Daniels assembles an impressive cast featuring Zac Efron as
Jack James, the titular delivery boy and the aimless son of a small-town
newspaperman (Scott Glenn). Adventure
comes calling when his older brother Ward (Matthew McConaughey), a hotshot
Miami journalist, returns home with his prickly writing partner (Red Tails’ David Oyelowo) on a mission
to prove that convicted murderer Hillary Van Wetter (John Cusack) was falsely
accused of his crime – a victim of “redneck justice.” Getting Van Wetter to talk, however, requires
the assistance of Charlotte Blass (Nicole Kidman), a middle-aged sexpot who has
maintained a lengthy and explicit correspondence with the inmate and is naively
convinced of both his innocence and his suitability as a husband.
A film grossly lacking in subtlety, The Paperboy is fortunate that its cast is up to the challenge of wringing
some nuance out of a sweaty Southern soap opera.
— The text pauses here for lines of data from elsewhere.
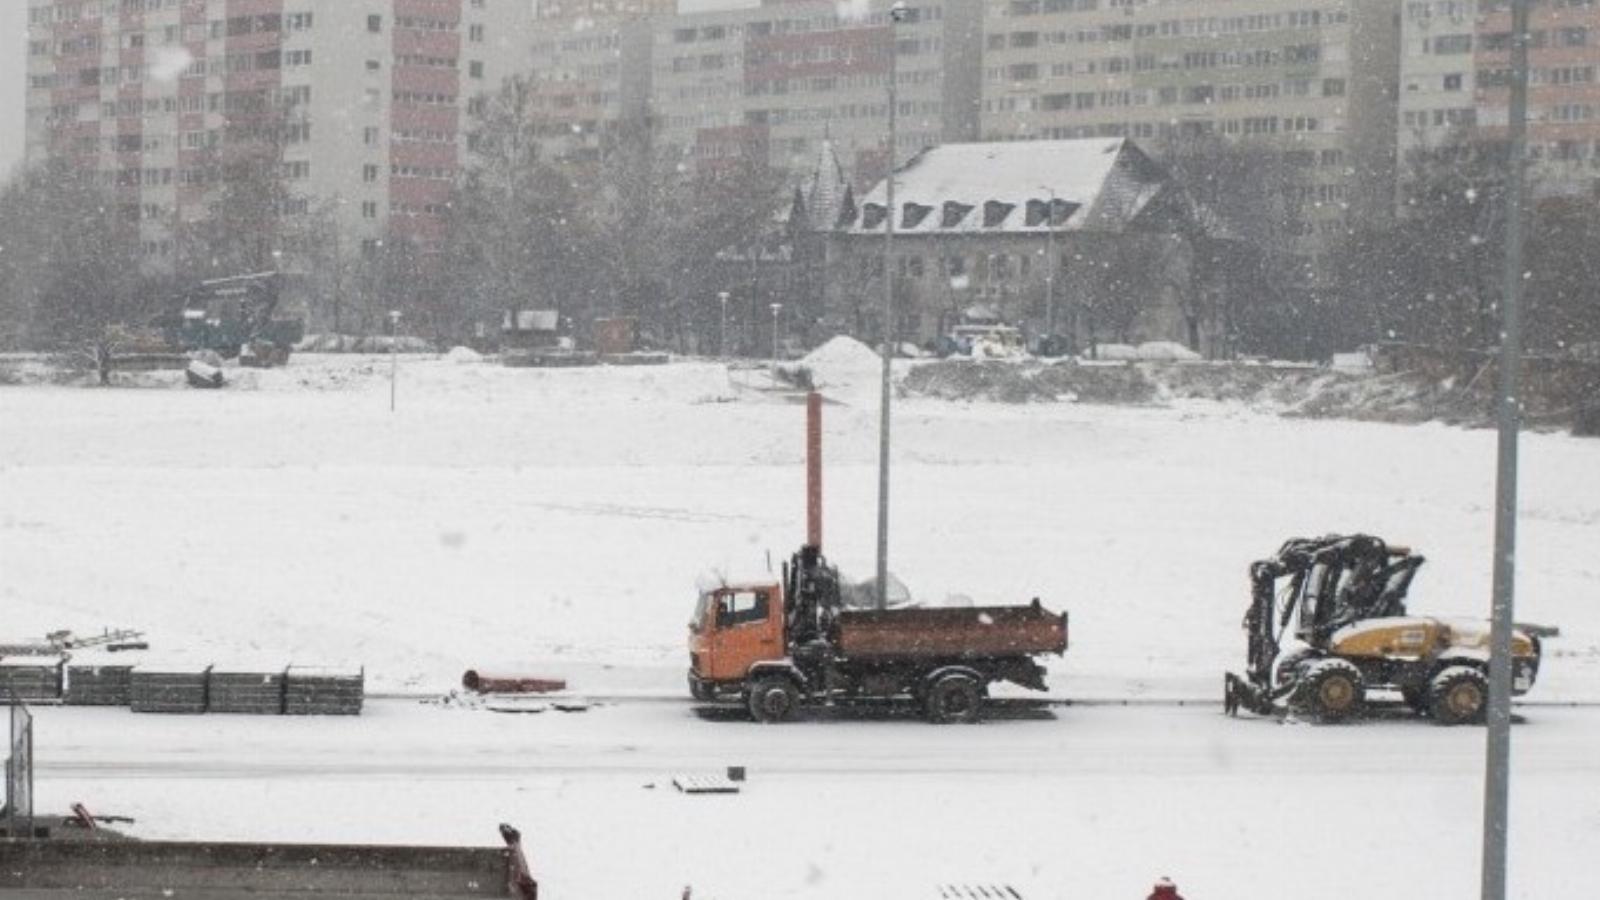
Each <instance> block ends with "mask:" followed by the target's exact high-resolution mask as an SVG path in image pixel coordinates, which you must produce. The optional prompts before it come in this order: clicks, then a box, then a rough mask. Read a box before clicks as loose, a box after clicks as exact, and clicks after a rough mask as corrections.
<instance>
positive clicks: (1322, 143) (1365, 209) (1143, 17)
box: [982, 0, 1400, 269]
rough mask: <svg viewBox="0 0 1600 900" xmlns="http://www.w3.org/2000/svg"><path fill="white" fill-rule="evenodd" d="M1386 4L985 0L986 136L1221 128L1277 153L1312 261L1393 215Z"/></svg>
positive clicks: (982, 90) (1377, 3)
mask: <svg viewBox="0 0 1600 900" xmlns="http://www.w3.org/2000/svg"><path fill="white" fill-rule="evenodd" d="M1397 11H1398V6H1397V5H1395V3H1394V2H1392V0H986V19H984V32H986V38H984V62H982V66H984V70H982V135H984V139H994V141H1024V139H1040V138H1045V139H1064V138H1138V139H1139V141H1141V144H1142V146H1144V147H1146V149H1149V151H1150V152H1154V154H1155V155H1157V157H1160V155H1162V151H1163V144H1165V143H1166V141H1168V139H1171V138H1184V136H1206V135H1216V136H1221V138H1227V139H1238V141H1253V143H1258V144H1261V146H1266V147H1274V149H1278V151H1282V154H1283V162H1285V163H1286V165H1288V167H1290V170H1291V171H1294V187H1293V192H1294V197H1293V200H1294V202H1296V207H1298V208H1299V213H1301V215H1299V219H1301V221H1299V227H1301V234H1299V235H1298V237H1296V240H1294V250H1296V253H1298V255H1301V256H1302V258H1304V259H1306V263H1307V264H1309V266H1310V267H1312V269H1315V261H1317V258H1318V256H1320V255H1322V253H1325V251H1326V248H1328V247H1331V242H1333V240H1334V239H1336V237H1338V235H1339V234H1342V232H1344V231H1346V227H1347V223H1349V221H1352V218H1354V216H1370V215H1387V213H1389V211H1390V203H1392V191H1394V173H1395V80H1397V74H1398V38H1400V34H1398V32H1400V26H1398V18H1397Z"/></svg>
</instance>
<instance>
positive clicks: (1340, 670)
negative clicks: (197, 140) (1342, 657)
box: [1296, 660, 1366, 724]
mask: <svg viewBox="0 0 1600 900" xmlns="http://www.w3.org/2000/svg"><path fill="white" fill-rule="evenodd" d="M1365 695H1366V690H1365V689H1363V687H1362V671H1360V669H1357V668H1355V666H1354V665H1350V663H1347V661H1344V660H1317V661H1315V663H1310V665H1307V666H1306V668H1304V669H1301V685H1299V690H1296V698H1298V703H1296V706H1298V709H1299V711H1302V713H1307V714H1310V716H1312V717H1314V719H1317V721H1320V722H1330V724H1333V722H1344V721H1346V719H1350V717H1354V716H1358V714H1360V713H1362V706H1363V703H1365Z"/></svg>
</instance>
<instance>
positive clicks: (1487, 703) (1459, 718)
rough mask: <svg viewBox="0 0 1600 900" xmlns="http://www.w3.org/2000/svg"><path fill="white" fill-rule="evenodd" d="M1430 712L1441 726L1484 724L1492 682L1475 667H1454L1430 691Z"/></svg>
mask: <svg viewBox="0 0 1600 900" xmlns="http://www.w3.org/2000/svg"><path fill="white" fill-rule="evenodd" d="M1427 700H1429V703H1427V711H1429V713H1430V714H1432V716H1434V721H1435V722H1438V724H1440V725H1467V724H1480V722H1483V719H1485V713H1488V705H1490V682H1488V679H1486V677H1483V673H1482V671H1478V669H1475V668H1472V666H1450V668H1448V669H1445V671H1442V673H1438V674H1437V676H1434V681H1432V684H1429V689H1427Z"/></svg>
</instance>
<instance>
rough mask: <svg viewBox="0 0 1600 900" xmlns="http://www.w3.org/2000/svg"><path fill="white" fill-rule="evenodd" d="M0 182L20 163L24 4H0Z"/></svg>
mask: <svg viewBox="0 0 1600 900" xmlns="http://www.w3.org/2000/svg"><path fill="white" fill-rule="evenodd" d="M0 40H3V42H5V43H3V45H0V178H3V176H5V175H8V173H10V171H11V167H13V165H16V163H19V162H22V125H24V120H22V102H24V99H22V98H24V96H26V94H27V3H22V0H0Z"/></svg>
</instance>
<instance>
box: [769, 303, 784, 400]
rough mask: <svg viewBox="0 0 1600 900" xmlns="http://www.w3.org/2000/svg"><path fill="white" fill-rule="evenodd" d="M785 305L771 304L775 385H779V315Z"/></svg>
mask: <svg viewBox="0 0 1600 900" xmlns="http://www.w3.org/2000/svg"><path fill="white" fill-rule="evenodd" d="M782 309H784V304H781V303H774V304H771V311H773V384H776V383H778V314H779V312H782Z"/></svg>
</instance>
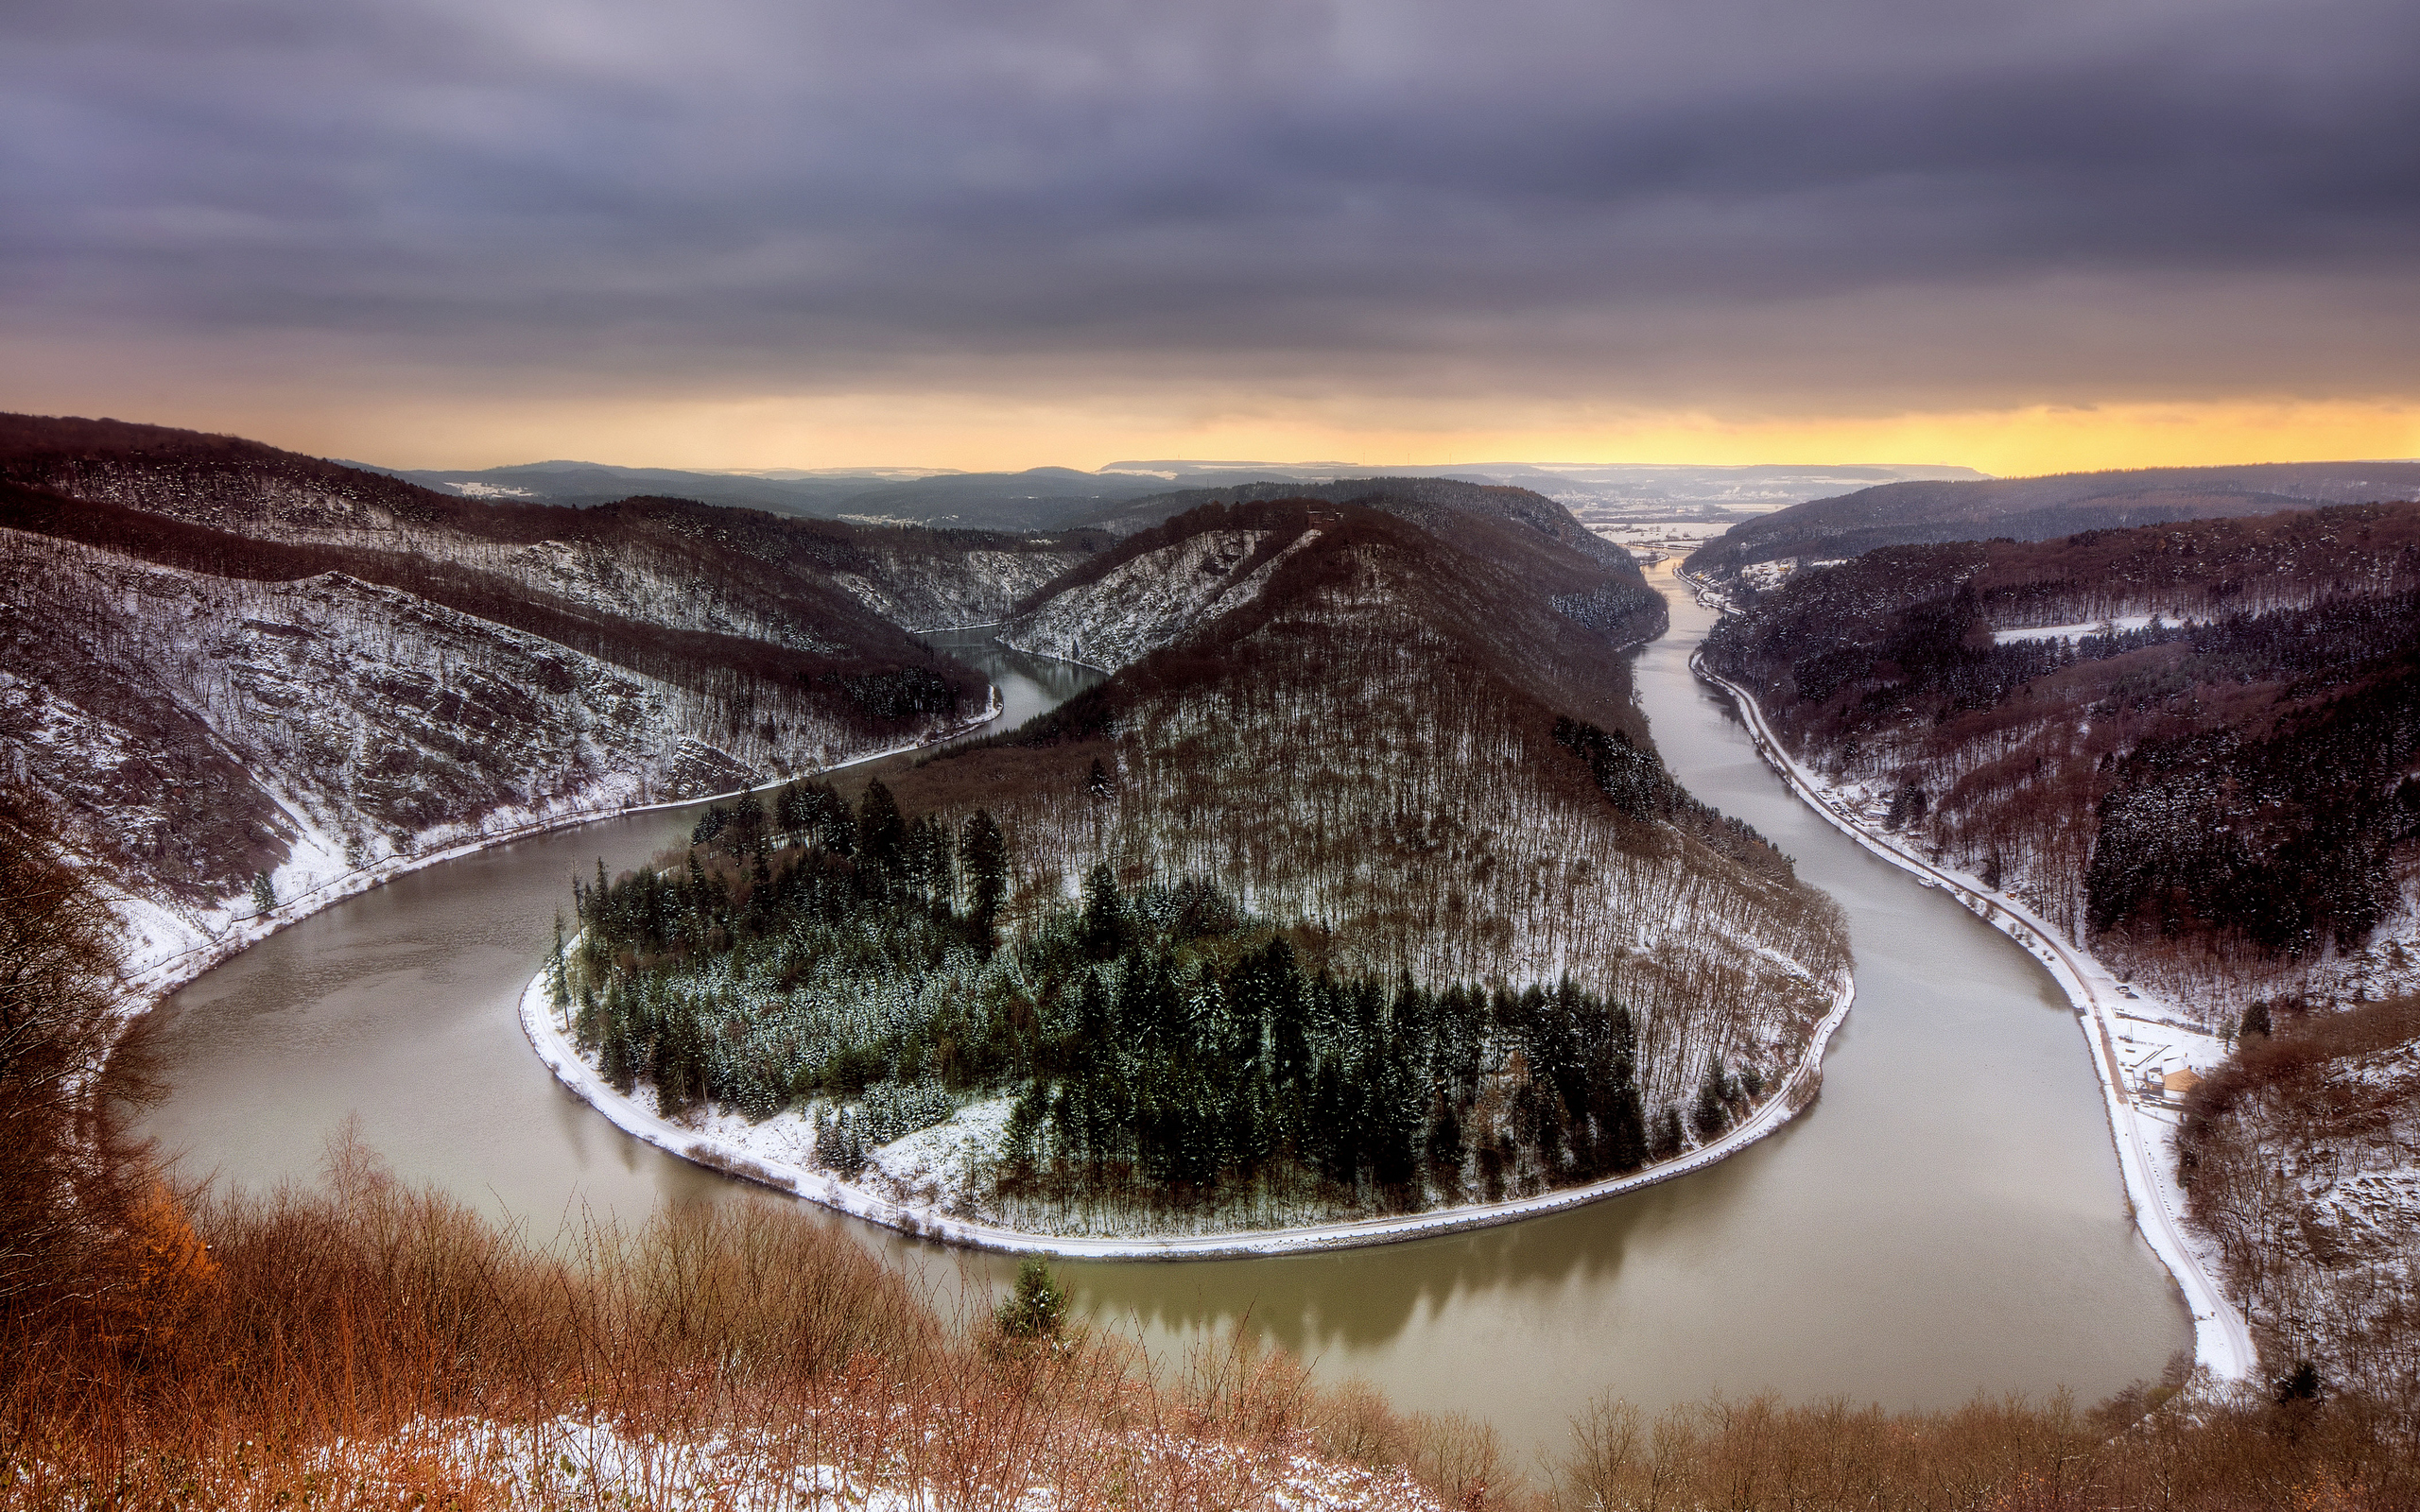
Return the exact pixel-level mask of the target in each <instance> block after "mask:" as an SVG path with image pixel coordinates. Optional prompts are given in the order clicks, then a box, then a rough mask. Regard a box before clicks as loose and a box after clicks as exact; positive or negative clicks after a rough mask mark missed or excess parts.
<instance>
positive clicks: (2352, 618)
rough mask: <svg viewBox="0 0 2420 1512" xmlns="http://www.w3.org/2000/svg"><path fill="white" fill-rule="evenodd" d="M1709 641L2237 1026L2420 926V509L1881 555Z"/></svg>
mask: <svg viewBox="0 0 2420 1512" xmlns="http://www.w3.org/2000/svg"><path fill="white" fill-rule="evenodd" d="M1706 660H1709V665H1713V668H1716V670H1721V673H1723V675H1728V677H1735V680H1740V682H1742V685H1747V687H1754V689H1757V692H1759V702H1764V706H1767V711H1769V714H1771V716H1774V721H1776V726H1779V728H1781V731H1784V733H1786V738H1788V740H1791V745H1793V750H1800V752H1803V755H1810V757H1813V760H1815V762H1817V764H1820V767H1825V769H1827V772H1832V774H1834V777H1837V779H1839V781H1844V784H1851V786H1859V789H1861V791H1871V793H1875V796H1878V798H1888V823H1892V825H1895V827H1909V830H1912V832H1917V835H1921V837H1924V839H1926V842H1929V844H1931V847H1936V849H1938V852H1941V854H1943V856H1948V859H1953V861H1955V864H1960V866H1970V868H1972V871H1977V873H1980V876H1982V878H1984V881H1989V883H1994V885H1999V883H2009V885H2016V888H2018V890H2023V895H2026V898H2028V902H2033V905H2035V907H2040V910H2042V912H2045V914H2047V917H2050V919H2052V922H2055V924H2059V927H2062V929H2067V931H2069V934H2074V936H2076V939H2088V941H2093V948H2098V951H2103V953H2108V956H2110V960H2113V963H2115V965H2117V968H2120V970H2139V973H2144V975H2147V977H2149V980H2154V982H2159V985H2161V987H2163V989H2171V992H2176V994H2178V997H2180V999H2183V1002H2188V1004H2202V1009H2205V1011H2207V1014H2212V1016H2217V1018H2214V1021H2231V1014H2236V1011H2241V1002H2243V999H2248V997H2270V994H2275V992H2321V994H2335V992H2345V987H2343V980H2345V973H2347V970H2359V965H2357V960H2359V958H2362V956H2364V951H2369V948H2374V946H2379V943H2381V929H2384V931H2386V934H2396V931H2398V929H2401V922H2403V917H2405V905H2403V885H2405V878H2408V876H2410V873H2413V864H2415V856H2413V849H2410V844H2408V842H2410V839H2415V837H2420V781H2413V764H2415V752H2420V508H2410V506H2345V508H2328V510H2309V513H2287V515H2270V518H2258V520H2202V523H2193V525H2173V527H2156V530H2096V532H2081V535H2074V537H2067V539H2064V542H2040V544H2018V542H1977V544H1960V547H1895V549H1883V552H1873V554H1868V556H1861V559H1856V561H1851V564H1844V566H1834V569H1822V571H1810V573H1798V576H1793V578H1791V581H1788V583H1786V585H1781V588H1779V590H1774V593H1764V595H1747V598H1745V602H1742V610H1740V612H1738V614H1733V617H1728V619H1725V622H1723V624H1721V627H1718V629H1716V634H1713V636H1711V639H1709V644H1706ZM2229 1004H2234V1006H2229Z"/></svg>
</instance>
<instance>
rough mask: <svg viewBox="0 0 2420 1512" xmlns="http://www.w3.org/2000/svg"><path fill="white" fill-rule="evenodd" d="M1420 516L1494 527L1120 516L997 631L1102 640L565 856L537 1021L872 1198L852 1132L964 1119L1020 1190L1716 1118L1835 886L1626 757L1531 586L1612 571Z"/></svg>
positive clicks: (891, 1141)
Kidman brings an aching vulnerability to her
role as a sentient sex doll who oozes unbridled erotic energy. (Her mere presence causes Van Wetter to van
wet his prison trousers in what’s probably only the third or fourth most uncomfortable
scene in the film.) But McConaughey
steals the movie with his warm, empathetic performance and guides the reveal of
his character’s own hidden desires to a level above the film’s messy pileup of
increasingly lurid twists.
As comfortable and daring as Daniels is with his actors, he
is still in the dark when it comes to almost anything else. His stylistic wind-ups – an assault of gauzy
dream sequences, overwrought narration (delivered in Macy Gray’s sassy rasp), and
a constantly shifting tone – are present and as irritating as ever. Such an approach ensures that The Paperboy never comes particularly
close to delivering a cogent narrative. Daniels
is torn between pursuing a multilayered examination of sin and temptation, and
embracing the story’s parodic elements, like Cusack’s glaringly obvious,
pants-hating sociopath. Unfortunately, too
much of the latter is featured as the film surges ahead with po-faced
conviction until its thematic threads of race, sex, and truth are frayed beyond
repair. Credit Daniels and his cast for
creating the movie’s appropriately feverish atmosphere. But for all the heat radiating from the
screen, the end result is ironically half-baked.